New Ride: ZZR 600

New Ride: ZZR 600

Irgendwann kommt im Leben eines jeden Motorradfahrers der Punkt, an dem er sich fragt: Ist der fahrbare Untersatz noch das richtige für mich? Er war es mal, vor Jahren, aber Zeiten ändern sich…

Die Antwort darauf hat etwas mit dem Rumgeteasere der letzten Tage hier im Blog zu tun. Die genervte Leserschaft erinnert sich an diese kryptischen Detailaufnahmen, die nur mit “Argento” (“Silbern”) betitelt waren:

Das sind Großaufnahmen von Teilen, die in der Summe das hier ergeben:

Aber der Reihe nach – wenn ich hier schon mit mysteriösen Andeutungen herumgeheimnisse, dann nerve ich wenigstens am Ende auch mit der ganzen Geschichte, so lang, schmutzig und ausführlich, dass es wieder niemand mehr liest.

Also: Die Tour durch den Harz hatte mir sehr deutlich die Grenzen meiner geliebten kleinen Honda CB 450N aufgezeigt. Der Gedanke “Eigentlich wäre was Neueres mal ganz nett” war geboren.

“Neuer” musste ja nicht heißen “Farbikneu”, aber doch neueren Datums als die fast 30 Jahre alte Honda.Die übrigens nur wieder in meinem Besitz ist, weil die wunderliebe Frau D., der ich sie vermacht hatte, sie mir überholt zurückgeschenkt hat, nachdem sie sich entschieden hatte, dass sie dauerhaft Motorrad fahren möchte und sich deshalb die Anschaffung einer neuen Maschine lohnt. – Dafür kann ich Frau D. gar nicht genug danken, denn nur dadurch bin ich, nach 10 Jahren Abstinenz, wieder zum Mototrradfahren gekommen! Wie sie neulich so richtig sagte: Unsere kleine Honda hat ihr und mir den Einstieg ins Motorradfahren bereitet, und nun mir den Wiedereinstieg.

Schönes Anfängermopped, leider etwas in die Jahre gekommen: Honda CB450N, 27 PS, 1984 in Brasilien gebaut.

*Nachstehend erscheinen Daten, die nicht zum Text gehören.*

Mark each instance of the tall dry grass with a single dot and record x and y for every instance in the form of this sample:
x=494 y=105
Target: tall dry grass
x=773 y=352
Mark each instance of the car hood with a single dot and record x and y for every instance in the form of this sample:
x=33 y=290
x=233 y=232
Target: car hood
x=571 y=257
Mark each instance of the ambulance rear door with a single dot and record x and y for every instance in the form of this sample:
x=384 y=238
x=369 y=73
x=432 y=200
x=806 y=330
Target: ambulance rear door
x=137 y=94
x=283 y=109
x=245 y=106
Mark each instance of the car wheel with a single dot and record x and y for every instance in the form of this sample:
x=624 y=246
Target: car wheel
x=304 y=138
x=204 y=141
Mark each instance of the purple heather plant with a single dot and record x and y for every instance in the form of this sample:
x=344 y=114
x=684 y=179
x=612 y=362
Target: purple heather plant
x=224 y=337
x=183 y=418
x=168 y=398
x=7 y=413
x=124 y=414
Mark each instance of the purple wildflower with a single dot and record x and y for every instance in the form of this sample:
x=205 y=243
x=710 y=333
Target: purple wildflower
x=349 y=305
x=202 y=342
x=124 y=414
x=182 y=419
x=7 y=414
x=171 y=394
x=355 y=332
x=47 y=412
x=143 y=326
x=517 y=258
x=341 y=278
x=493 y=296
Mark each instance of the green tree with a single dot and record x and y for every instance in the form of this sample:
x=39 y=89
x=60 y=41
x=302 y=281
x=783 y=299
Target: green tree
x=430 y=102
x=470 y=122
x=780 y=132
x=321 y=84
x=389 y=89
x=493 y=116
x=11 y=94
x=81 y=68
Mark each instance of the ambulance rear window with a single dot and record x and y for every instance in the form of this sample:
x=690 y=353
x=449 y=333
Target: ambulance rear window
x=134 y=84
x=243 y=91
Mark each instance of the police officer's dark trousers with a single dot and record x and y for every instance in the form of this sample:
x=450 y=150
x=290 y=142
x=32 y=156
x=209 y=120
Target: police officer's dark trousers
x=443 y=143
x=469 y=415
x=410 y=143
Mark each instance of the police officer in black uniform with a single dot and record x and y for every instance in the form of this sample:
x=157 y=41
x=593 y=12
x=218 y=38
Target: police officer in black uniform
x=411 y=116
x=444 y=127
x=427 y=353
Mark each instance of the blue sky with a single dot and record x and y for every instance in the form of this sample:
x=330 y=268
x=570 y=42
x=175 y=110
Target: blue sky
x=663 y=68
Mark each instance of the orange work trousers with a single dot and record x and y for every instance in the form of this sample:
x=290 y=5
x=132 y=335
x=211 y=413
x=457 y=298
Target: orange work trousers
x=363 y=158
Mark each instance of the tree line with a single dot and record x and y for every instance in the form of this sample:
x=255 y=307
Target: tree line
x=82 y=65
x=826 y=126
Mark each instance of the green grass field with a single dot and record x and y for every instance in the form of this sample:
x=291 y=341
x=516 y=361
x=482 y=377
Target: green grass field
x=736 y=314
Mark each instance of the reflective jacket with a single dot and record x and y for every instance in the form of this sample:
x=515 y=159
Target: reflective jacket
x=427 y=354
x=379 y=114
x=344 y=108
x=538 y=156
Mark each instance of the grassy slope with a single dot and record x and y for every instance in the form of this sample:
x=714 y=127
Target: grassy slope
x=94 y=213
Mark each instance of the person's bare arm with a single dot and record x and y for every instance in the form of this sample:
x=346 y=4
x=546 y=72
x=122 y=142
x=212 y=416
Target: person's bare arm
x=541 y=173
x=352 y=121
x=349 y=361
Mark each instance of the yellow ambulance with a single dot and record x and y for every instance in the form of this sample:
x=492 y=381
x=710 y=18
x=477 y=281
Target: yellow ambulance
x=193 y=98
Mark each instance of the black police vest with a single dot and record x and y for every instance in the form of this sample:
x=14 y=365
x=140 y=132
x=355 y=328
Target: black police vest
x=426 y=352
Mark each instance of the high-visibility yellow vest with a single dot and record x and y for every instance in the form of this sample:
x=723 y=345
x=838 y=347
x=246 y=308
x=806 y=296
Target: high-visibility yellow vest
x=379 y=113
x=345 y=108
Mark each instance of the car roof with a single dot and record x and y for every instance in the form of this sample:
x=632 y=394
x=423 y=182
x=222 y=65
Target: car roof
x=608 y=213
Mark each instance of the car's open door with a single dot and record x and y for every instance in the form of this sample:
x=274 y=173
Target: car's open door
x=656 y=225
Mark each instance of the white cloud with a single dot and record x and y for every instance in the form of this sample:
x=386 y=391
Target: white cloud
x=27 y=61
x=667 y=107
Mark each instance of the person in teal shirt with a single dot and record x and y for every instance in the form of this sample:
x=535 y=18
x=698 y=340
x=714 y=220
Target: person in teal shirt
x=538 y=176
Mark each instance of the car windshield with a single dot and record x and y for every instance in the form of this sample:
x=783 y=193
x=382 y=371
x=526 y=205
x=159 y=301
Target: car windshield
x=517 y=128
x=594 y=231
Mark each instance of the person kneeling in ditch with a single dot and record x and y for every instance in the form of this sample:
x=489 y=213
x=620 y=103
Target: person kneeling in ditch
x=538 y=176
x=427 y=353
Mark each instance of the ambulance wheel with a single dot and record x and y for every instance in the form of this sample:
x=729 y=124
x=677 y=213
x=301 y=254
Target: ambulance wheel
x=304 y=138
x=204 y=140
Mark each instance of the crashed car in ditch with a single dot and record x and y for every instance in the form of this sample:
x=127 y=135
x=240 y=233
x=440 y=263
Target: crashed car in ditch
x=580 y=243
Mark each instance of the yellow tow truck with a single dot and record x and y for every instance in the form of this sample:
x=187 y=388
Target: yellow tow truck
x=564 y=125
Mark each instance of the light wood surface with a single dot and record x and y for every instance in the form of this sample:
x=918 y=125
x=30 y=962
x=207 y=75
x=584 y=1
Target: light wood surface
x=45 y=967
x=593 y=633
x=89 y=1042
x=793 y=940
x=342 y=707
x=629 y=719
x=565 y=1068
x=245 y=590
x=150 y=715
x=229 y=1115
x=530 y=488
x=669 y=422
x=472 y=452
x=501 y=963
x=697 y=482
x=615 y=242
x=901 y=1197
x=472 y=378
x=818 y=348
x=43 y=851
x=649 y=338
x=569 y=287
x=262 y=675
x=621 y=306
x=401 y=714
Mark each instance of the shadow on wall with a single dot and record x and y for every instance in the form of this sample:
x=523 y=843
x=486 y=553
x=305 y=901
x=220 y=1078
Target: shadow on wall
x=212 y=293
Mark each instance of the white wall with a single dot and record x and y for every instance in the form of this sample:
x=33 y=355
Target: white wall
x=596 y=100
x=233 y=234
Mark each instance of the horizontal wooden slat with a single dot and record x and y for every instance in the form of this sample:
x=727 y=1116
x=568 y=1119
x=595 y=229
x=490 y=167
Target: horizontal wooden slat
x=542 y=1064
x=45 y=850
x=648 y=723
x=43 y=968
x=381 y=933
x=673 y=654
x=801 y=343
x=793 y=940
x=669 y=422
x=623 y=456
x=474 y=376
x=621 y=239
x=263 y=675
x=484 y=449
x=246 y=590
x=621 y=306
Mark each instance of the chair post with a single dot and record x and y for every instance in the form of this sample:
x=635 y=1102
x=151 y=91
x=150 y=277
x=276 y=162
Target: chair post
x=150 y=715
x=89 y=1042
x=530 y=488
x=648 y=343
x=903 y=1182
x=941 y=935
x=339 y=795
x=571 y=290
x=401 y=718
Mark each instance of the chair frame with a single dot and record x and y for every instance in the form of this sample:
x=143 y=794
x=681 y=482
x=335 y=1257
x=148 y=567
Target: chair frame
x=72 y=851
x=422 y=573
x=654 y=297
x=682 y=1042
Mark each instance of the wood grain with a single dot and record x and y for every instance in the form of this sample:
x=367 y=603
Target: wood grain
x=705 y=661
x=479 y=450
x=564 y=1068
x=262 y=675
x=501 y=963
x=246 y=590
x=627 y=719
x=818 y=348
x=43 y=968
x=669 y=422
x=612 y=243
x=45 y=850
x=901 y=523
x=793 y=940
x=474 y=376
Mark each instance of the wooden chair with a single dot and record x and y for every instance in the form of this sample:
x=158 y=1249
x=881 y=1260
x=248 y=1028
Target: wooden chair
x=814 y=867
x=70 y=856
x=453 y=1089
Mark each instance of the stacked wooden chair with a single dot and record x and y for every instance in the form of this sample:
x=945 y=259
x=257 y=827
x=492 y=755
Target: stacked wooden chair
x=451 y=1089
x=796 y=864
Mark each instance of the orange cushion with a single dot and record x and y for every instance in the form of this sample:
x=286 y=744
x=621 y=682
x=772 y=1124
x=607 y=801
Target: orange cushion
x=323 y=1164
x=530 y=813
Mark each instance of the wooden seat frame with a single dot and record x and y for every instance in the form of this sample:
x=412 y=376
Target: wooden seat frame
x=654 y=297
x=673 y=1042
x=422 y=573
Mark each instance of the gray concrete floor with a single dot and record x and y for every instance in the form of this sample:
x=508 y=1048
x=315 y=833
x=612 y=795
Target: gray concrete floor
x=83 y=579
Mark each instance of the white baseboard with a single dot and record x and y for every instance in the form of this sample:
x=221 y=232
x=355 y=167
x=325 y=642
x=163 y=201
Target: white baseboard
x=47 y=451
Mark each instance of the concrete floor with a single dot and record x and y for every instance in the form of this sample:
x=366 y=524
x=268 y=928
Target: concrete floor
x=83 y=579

Da ich keine Ahnung hatte, was man heutzutage so fährt, fragte ich im motorisierten Freundeskreis herum. Was könnte wohl zu mir passen? Eine Zephyr? Passt, aber ich hätte gerne was mit Verkleidung für Touren und die Reise. Dann vielleicht eine Honda Deauville? Wunderschönes Mopped, aber beim Probesitzen hatte ich das Gefühl, dass das nicht zu mir passt. Ein Sporttourer? Aber welcher? Die BMW F800 gefällt mir sehr, war aber selbst gebraucht deutlich außerhalb meines Budgets. Nach einigem Hin- und her landete ich bei der ZZR 600 von Kawasaki, einem Sportourer, der seit Anfang der 90er bis 2006 fast unverändert gebaut wurde und eine riesige Fangemeinde hat. Freund P. entdeckte dann im Internet eine nette Gebrauchte – Baujahr 2003, scheckheftgepflegt, mit fast neuem Motor, Reisekoffern und zu einem fantastischen Preis. Standort: Weit, weit weg.


So kam es, dass nur eine Woche nach dem initialen “Was neueres wäre mal ganz nett”-Gedanken Freund P. und ich zu haarsträubend früher Uhrzeit aufstanden, um im Kleinen Gelben AutoTM 350 km bis an die niederländische Grenze für eine kurze Probefahrt zu fahren.

Es war verdammt noch mal zu früh (5.00 Uhr), zu kalt (0 Grad) und zu naß (Nieselregen, Hagel, Schnee).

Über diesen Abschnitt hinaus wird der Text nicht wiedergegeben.